We calculated the trophic index of each cohort (collections of organisms occurring in the same grid cell and with similar traits) as a continuous value based on its trophic interactions. Using an adaptation of the equation used by Christensen and Pauly45 we calculated the trophic index at time step t for a cohort i (Ti) based on the mean trophic index of all prey items weighted by the dietary fraction each represents for i:

$$T_{i} = 1 + \frac{{\mathop \sum \nolimits_{j}^{{N_{C} }} \left( {N_{j} .M_{j} .P_{i,j} .T_{j} } \right) + \mathop \sum \nolimits_{k}^{{N_{S} }} \left( {B_{k} .P_{i,k} .T_{k} } \right)}}{{\mathop \sum \nolimits_{j}^{{N_{C} }} \left( {N_{j} .M_{j} .P_{i,j} } \right) + \mathop \sum \nolimits_{k}^{{N_{S} }} \left( {B_{k} .P_{i,k} } \right)}},$$
(1)

where j is a prey cohort, from among all cohorts NC in the grid cell; Nj is the abundance, Mj the total mass (including reproductive potential mass) and Tj the trophic index of prey cohort j; Ti,j is the fraction of cohort j eaten by predator cohort i; k is an autotroph stock eaten, from among all stocks NS in the grid cell; Bk is the biomass and Tk the trophic index of the stock (Tk = 1); Pi,k is the fraction of stock k eaten by cohort i. For the calculation of the fraction of prey cohorts and plant stocks eaten, and parameters for the relevant equations, see Ref.20.

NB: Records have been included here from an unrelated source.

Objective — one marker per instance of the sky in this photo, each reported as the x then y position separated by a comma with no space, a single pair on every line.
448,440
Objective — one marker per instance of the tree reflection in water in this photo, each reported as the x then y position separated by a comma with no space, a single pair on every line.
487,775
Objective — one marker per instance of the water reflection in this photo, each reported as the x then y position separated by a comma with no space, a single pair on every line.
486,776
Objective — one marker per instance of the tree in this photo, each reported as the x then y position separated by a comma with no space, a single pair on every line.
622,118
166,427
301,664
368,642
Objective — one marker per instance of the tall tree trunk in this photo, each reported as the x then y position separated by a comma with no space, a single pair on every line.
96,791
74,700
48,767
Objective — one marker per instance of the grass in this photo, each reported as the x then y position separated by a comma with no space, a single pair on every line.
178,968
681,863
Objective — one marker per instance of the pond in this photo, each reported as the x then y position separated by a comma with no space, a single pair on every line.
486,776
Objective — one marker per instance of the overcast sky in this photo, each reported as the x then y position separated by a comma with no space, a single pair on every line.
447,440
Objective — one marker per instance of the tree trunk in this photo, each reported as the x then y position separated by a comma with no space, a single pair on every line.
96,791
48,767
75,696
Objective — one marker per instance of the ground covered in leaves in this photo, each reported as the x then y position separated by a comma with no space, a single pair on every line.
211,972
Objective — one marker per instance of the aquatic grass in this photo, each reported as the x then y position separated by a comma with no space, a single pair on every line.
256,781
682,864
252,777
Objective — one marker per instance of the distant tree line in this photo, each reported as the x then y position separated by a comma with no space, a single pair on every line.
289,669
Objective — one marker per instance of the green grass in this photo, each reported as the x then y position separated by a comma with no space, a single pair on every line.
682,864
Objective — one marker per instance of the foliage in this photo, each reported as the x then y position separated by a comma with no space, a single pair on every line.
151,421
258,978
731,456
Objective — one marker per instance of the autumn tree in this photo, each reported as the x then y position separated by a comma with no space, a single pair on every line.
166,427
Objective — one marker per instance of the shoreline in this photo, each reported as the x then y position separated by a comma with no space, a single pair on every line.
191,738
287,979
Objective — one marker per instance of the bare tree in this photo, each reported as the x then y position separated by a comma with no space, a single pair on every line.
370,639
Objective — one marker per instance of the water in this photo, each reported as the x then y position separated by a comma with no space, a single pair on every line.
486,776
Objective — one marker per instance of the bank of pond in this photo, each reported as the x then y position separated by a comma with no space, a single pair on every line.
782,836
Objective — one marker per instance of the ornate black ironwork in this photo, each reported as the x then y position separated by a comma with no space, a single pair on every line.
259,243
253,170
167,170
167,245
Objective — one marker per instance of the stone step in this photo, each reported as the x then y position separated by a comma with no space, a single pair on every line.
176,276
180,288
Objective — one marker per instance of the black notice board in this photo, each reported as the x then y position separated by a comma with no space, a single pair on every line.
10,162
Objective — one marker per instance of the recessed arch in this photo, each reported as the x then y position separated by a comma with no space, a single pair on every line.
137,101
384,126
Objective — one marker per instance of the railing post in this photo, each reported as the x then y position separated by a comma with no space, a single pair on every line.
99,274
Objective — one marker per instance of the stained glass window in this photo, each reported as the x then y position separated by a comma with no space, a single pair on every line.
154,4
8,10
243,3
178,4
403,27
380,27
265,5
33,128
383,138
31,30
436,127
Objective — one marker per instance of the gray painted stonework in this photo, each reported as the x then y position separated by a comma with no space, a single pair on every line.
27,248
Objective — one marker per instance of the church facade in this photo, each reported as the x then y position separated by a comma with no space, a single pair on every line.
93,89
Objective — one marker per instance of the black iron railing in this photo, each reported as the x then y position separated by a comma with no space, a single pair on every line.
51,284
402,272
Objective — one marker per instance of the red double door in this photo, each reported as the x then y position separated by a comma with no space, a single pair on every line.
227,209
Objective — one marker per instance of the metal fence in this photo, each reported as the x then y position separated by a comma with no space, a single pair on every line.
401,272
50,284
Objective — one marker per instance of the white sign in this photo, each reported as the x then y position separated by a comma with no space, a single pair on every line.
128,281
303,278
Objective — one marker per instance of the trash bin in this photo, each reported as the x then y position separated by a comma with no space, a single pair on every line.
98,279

The mean trophic level was calculated as the arithmetic mean trophic index across all cohorts weighted by the total biomass in each cohort:

$$MTL = \frac{{\mathop \sum \nolimits_{i}^{{N_{C} }} \left( {N_{i} .M_{i} .T_{i} } \right)}}{{\mathop \sum \nolimits_{i}^{{N_{C} }} \left( {N_{i} .M_{i} } \right)}}.$$
(2)

Trophic-level range at time t was calculated as the difference between the maximum and minimum trophic indices across all cohorts i in a grid cell, standardized by dividing by the difference between a hypothetical maximum (Tmax = 40.0) and the minimum possible (Tmin = 1.0) trophic indices:

$$TR = \frac{{\mathop {\max }\nolimits_{{i \in N_{C} }} T_{i} - \mathop {\min }\nolimits_{{i \in N_{C} }} T_{i} }}{{T_{max} - T_{min} }}.$$
(3)

Body-mass range at time t was similarly calculated as the difference between the maximum and minimum body masses across all cohorts i in a grid cell, standardized by dividing by the difference between the maximum (Mmax) and minimum (Mmin) potential body masses allowed in the model (0.00001 g and 150,000,000 g, respectively):

$$MR = \frac{{\mathop {\max }\nolimits_{{i \in N_{C} }} M_{i} - \mathop {\min }\nolimits_{{i \in N_{C} }} M_{i} }}{{M_{max} - M_{min} }}.$$
(4)

There is a README file within both of the model downloads (links given above) that explains the practicalities of running the simulations with the Madingley Model. This information is also given in Appendix 2.